İşte bu mucizenin altında yatan, tarihinin, dünyanın dört bir yanına dağılmış Yahudi toplumlarını kavramasıdır. On Emirden ilham almış yaşam şekline diaspora yıllarında sıkı sıkıya bağlı kalmış Yahudi halkı, içinde yaşadığı toplumlar tarafından zaman zaman itilip kakılmasına rağmen, belki de ortak sevinçleri ve acıları sayesinde çağımıza ulaşmıştır.
Yahudi halkının sevinci, günlerini yaşadığı ülkede barış içinde geçirmek ve yaratıcılığı ile fayda sağlamak olmuştur, diasporadaki asırları boyunca
Acıları ise hiç dinmemiş: İşte engizisyonlar! İşte pogromlar
Ve tabii ki, Holokost!
Bizlerin bunları bilmemiz gerekiyor. Prof. Ortaylının dediği gibi Kimliğin en önemli parçası, en vazgeçilmez unsuru olarak tarihi bilmemiz gerekiyor.
Siyon Önderlerinin Protokolleri XIX. yüzyılda antisemitizmin halka empoze edilen bir hareketten sıyrılıp kitlesel bir düşünce ya da davranış şekli olmasını tetikleyen, popülizm ile yoğrulmuş ırkçı bir kitaptır. Bakınız ki, buradan hareketle beslenen Yahudi karşıtı çevreler, günümüzün antisemitizmini politize etme yolunda başarılı oluyorlar
Holokostu yok sayıyorlar
Neredeyse, soykırımı Yahudiler planladı demeye getirecek kadar işi ileri götürüyorlar! İşte bu tuzağa düşmemek için, antisemitizme hazırlıklı olmak için, tarihi bilmemiz gerekiyor.
Tarih isteseniz de, istemeseniz de orada, sizin küplerinizde duruyor. Tarihi, cehaletten dolayı reddettim deyince, reddedildi sanılır
Adam sanıyor ki, pasta keser gibi tarih yapılabilir. Mümkün değil!

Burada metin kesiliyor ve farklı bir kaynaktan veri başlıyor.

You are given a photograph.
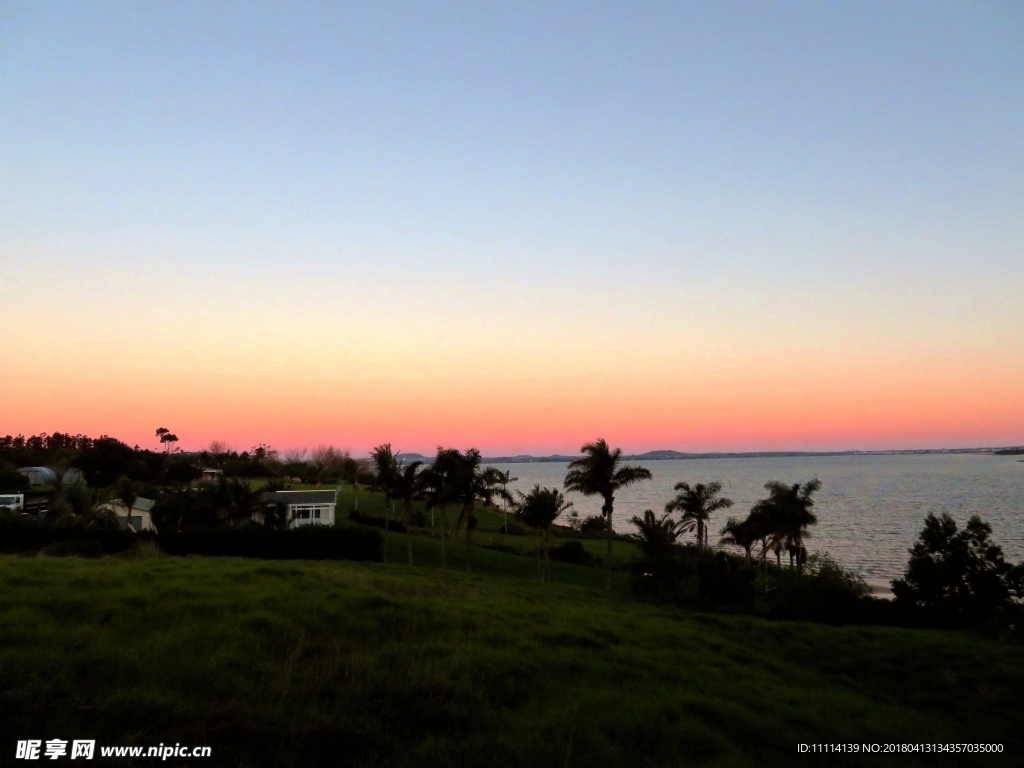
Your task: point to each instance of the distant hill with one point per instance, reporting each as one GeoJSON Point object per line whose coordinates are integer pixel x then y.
{"type": "Point", "coordinates": [667, 455]}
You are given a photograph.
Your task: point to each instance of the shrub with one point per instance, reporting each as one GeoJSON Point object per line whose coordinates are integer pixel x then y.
{"type": "Point", "coordinates": [378, 522]}
{"type": "Point", "coordinates": [572, 552]}
{"type": "Point", "coordinates": [958, 578]}
{"type": "Point", "coordinates": [516, 527]}
{"type": "Point", "coordinates": [824, 592]}
{"type": "Point", "coordinates": [30, 536]}
{"type": "Point", "coordinates": [305, 543]}
{"type": "Point", "coordinates": [593, 524]}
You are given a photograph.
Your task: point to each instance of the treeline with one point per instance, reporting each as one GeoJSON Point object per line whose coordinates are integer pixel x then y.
{"type": "Point", "coordinates": [103, 460]}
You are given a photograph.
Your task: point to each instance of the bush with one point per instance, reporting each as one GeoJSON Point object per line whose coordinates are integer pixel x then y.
{"type": "Point", "coordinates": [572, 552]}
{"type": "Point", "coordinates": [725, 579]}
{"type": "Point", "coordinates": [824, 592]}
{"type": "Point", "coordinates": [516, 527]}
{"type": "Point", "coordinates": [378, 522]}
{"type": "Point", "coordinates": [960, 578]}
{"type": "Point", "coordinates": [12, 481]}
{"type": "Point", "coordinates": [305, 543]}
{"type": "Point", "coordinates": [593, 525]}
{"type": "Point", "coordinates": [29, 536]}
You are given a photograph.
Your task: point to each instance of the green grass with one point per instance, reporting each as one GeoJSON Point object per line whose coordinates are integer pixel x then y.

Modern antisemitizm İsrailin varlığını sorgulamayı ve bunun üzerinden etkili olmayı seviyor;
Nazi yönetiminin uyguladığı Son Çözüm sonucu yok edilen kültürel ve ekonomik zenginlik yanında yitip giden 6 milyon insanın anısını, İsrail devletinin kurulmasına malzeme ediyor. Arzular kristalleşiyor ve talepler İsrailin haritadan kaldırılması gerektiğine dek gidiyor. Satır aralarında okunan nefret çok yabancı değil: benzerini bulmak için çok uzağa gitmeye gerek yok!